Nor do I. With no disrespect to the three friends I lost that day, or the grief of other mourners, I've little more to say on the subject. Not due to doubt or diverging positions: this nation remains the best hope for peace and justice in the world. And though the President performed a policy name-change and often sounds unconvinced, he's mostly a convert to winning the war on terror Bush began. Even if the press now passes-over its former put-downs.

For now, that's enough to honor the memory of 3,000 Americans murdered nine years ago today. Requiescat in pace.


OBloodyHell said...

The issue I have is mainly with the disconnect of:

a) It it rather exceptionally clear that the GZM is considered offensive to a large percentage of Americans.

b) Americans -- indeed EVERYONE in the world -- are all expected to tread lightly whenever there is risk of doing anthing that is, in the ever-so-slightest way -- offensive to Islamic sensitivities. Witness Theo Van Gogh, Salman Rushdie, Ayaan Hirsi Ali, the whole "Cartoon" brouhaha, and the very most recent Koran burning issue.

Sorry, I'm not accepting that disconnect any more.

F*** Islam.

F*** Allah.

F*** the Qu'ran.

I know there are moderate moslems. But until THEY decide to police their own f***ed up members, they're getting lumped with those f***ed up members as people I DON'T CARE ABOUT

OBloodyHell said...

Dr. Sanity Links to this lovely little piece:

Koran Non-Burning Day

OBloodyHell said...

I also offer two quotes, one directly relevant to this, one secondarily so:

A function of free speech under our system of government is to INVITE
DISPUTE. It may indeed best serve its high purposes when it induces a
condition of unrest, creates dissatisfaction with conditions as they are,
or even stirs people to anger. Speech is often provocative and
challenging. It may strike at prejudices and preconceptions and have
profound unsettling effects as it presses for acceptance of an idea.

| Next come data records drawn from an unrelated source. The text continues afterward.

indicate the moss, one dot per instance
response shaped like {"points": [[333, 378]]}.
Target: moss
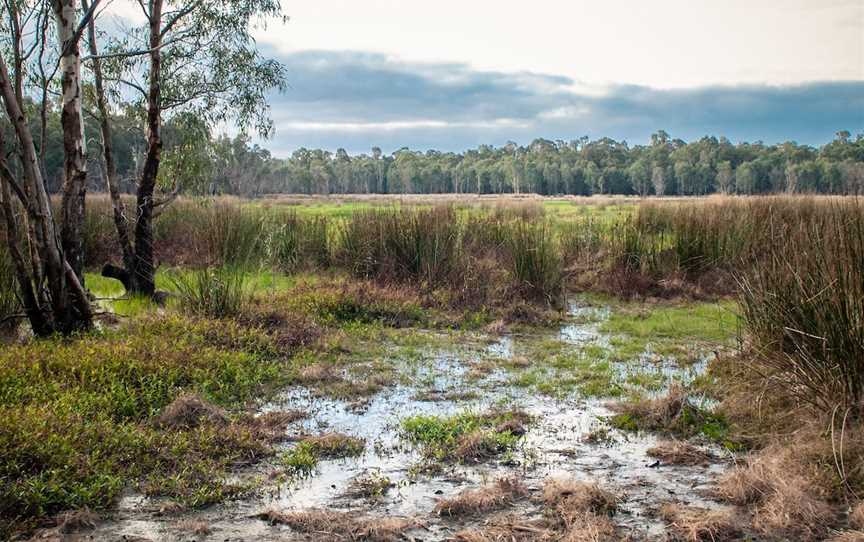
{"points": [[300, 461], [75, 414], [708, 322]]}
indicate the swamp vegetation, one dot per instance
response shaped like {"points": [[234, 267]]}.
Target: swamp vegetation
{"points": [[539, 370]]}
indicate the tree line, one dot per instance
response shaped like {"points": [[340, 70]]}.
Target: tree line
{"points": [[197, 162], [70, 77]]}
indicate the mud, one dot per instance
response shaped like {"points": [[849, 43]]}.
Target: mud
{"points": [[567, 439]]}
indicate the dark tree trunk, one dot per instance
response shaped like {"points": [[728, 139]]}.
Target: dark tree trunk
{"points": [[74, 150]]}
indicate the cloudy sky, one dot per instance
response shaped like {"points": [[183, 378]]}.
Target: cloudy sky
{"points": [[453, 74]]}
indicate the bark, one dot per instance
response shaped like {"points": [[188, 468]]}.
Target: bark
{"points": [[70, 308], [120, 222], [144, 268], [74, 150]]}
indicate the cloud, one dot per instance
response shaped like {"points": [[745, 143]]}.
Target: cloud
{"points": [[357, 100]]}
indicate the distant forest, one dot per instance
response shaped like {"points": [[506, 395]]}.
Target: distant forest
{"points": [[198, 163]]}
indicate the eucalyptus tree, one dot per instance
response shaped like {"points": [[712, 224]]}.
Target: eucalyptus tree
{"points": [[47, 262], [186, 56]]}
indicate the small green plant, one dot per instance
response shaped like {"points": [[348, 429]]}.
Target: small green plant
{"points": [[300, 461], [535, 260]]}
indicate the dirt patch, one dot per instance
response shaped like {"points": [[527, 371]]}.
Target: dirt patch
{"points": [[677, 452], [189, 411], [326, 525], [693, 524], [495, 496], [856, 516]]}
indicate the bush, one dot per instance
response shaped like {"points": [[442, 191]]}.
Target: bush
{"points": [[802, 301], [296, 243]]}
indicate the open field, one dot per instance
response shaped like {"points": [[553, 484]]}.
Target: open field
{"points": [[453, 368]]}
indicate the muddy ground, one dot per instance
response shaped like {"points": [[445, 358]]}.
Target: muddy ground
{"points": [[568, 437]]}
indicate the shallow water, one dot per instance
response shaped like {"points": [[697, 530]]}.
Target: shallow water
{"points": [[555, 445]]}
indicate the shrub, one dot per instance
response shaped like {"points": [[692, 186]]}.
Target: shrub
{"points": [[9, 304], [535, 261], [802, 304], [406, 245]]}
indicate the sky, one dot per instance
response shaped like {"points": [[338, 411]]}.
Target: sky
{"points": [[455, 74]]}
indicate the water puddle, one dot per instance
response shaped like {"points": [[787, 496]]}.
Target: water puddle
{"points": [[561, 442]]}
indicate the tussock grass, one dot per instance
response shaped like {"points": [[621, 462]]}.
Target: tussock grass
{"points": [[465, 438], [219, 292], [678, 452], [803, 308], [694, 524], [673, 413], [73, 413], [785, 494]]}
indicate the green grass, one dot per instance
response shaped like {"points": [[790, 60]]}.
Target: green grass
{"points": [[75, 414], [456, 438]]}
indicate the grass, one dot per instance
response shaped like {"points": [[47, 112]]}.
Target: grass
{"points": [[464, 438], [75, 415], [666, 329], [301, 460], [802, 306]]}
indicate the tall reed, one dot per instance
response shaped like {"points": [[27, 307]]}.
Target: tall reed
{"points": [[802, 302]]}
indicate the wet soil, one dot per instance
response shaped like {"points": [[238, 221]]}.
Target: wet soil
{"points": [[568, 438]]}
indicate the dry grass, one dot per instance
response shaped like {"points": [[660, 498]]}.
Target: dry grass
{"points": [[693, 524], [189, 411], [368, 486], [477, 447], [495, 496], [856, 516], [677, 452], [847, 536], [270, 426], [784, 494], [196, 527], [327, 525], [75, 521], [570, 499]]}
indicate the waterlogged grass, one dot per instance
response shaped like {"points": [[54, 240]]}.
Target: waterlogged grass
{"points": [[76, 415], [466, 437], [670, 330]]}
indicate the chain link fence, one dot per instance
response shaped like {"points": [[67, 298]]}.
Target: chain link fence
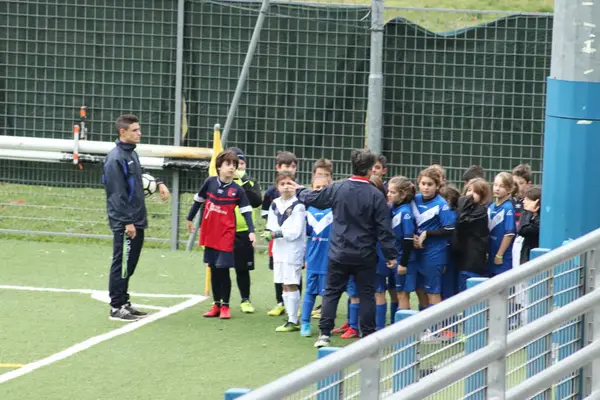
{"points": [[460, 88]]}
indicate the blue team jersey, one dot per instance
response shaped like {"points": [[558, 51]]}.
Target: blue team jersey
{"points": [[432, 215], [318, 229], [501, 222], [403, 225]]}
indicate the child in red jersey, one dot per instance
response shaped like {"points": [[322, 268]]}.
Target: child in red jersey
{"points": [[221, 195]]}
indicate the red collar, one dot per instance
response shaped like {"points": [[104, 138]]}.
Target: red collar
{"points": [[357, 178]]}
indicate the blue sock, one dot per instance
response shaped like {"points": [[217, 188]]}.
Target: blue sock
{"points": [[393, 309], [307, 305], [353, 315], [380, 311]]}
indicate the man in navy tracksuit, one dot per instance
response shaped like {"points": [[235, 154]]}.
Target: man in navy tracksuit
{"points": [[126, 209], [361, 219]]}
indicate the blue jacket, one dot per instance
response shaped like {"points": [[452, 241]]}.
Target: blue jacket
{"points": [[122, 178], [361, 218]]}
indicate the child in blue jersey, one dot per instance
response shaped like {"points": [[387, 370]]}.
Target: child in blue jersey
{"points": [[385, 280], [449, 278], [401, 192], [435, 226], [501, 224], [318, 228]]}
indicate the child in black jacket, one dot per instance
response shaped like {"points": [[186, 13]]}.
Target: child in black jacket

- Supreme Court Justice William O. Douglas -


There is no week, nor day, nor hour, when tyranny may not enter upon this
country, if the people lose their supreme confidence in themselves - and lose
their roughness and spirit of defiance.

- Walt Whitman -

The pastor is simply telling the imams to go F*** Off, in the most American of ways.

Carl said...

It certainly seems asymmetrical: we're supposed to show concern for the feelings Islam, yet Islam rarely directs anything short of hate towards America. That places us in the position of capitulating to the heckler's veto, which goes against the thrust of our Constitutional free speech rights (and has before this been an important advantage of civil liberties protection in America as opposed to Europe).